Purpose: To determine the frequency of CD30 expression and its relationship to clinical features, immunophenotype, histotype, and outcome in childhood large-cell non-Hodgkin's lymphoma (NHL).

Patients and methods: We reviewed 45 cases of large-cell NHL in children treated at St Jude Children's Research Hospital from 1975 to 1990 for whom there was sufficient tissue to perform immunophenotypic studies. All 45 were screened with a panel of antibodies to detect the presence of CD30 and T-cell and B-cell antigens. Cases were classified according to the National Cancer Institute (NCI) Working Formulation and the Kiel classification system. Clinical features, immunophenotype, pathologic classification, and treatment outcome were compared for CD30+ and CD30- cases.

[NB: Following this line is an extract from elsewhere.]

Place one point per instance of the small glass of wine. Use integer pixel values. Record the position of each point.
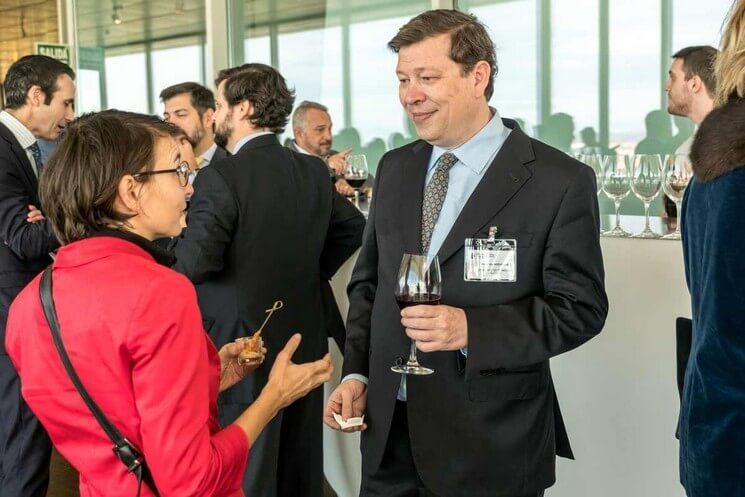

Results: CD30 expression was documented in 18 cases (40%). These 13 boys and five girls had a median age of 13 years at diagnosis. Most (n = 14) had advanced-stage (III and IV) disease. Nodal disease was equally common in CD30+ and CD30- cases, whereas skin involvement was significantly more frequent in CD30+ cases (P = .007). There was no significant association of CD30 expression with histologic subtype according to the NCI Working Formulation, but CD30+ cases were more likely to be anaplastic by the Kiel classification (P < .001). All CD30+ cases had either T-cell or null-cell phenotype, while the majority of CD30- cases were B-cell phenotype (P < .001). Among patients with limited-stage disease, the mean +/- SE estimated 5-year event-free survival (EFS) was 75% +/- 22% for CD30+ cases and 92% +/- 9% for CD30- cases (P = .10); estimates for advanced-stage disease were 57% +/- 17% and 29% +/- 17%, respectively (P = .096). For patients with advanced-stage disease, CD30 expression was associated with a significantly better overall 5-year survival probability (84% +/- 12% v 27% +/- 16%, P = .0016).

Conclusion: CD30 is frequently expressed in pediatric large-cell NHL and is significantly associated with T-cell or null-cell phenotype, anaplastic morphology, skin involvement, and better overall survival among advanced-stage patients.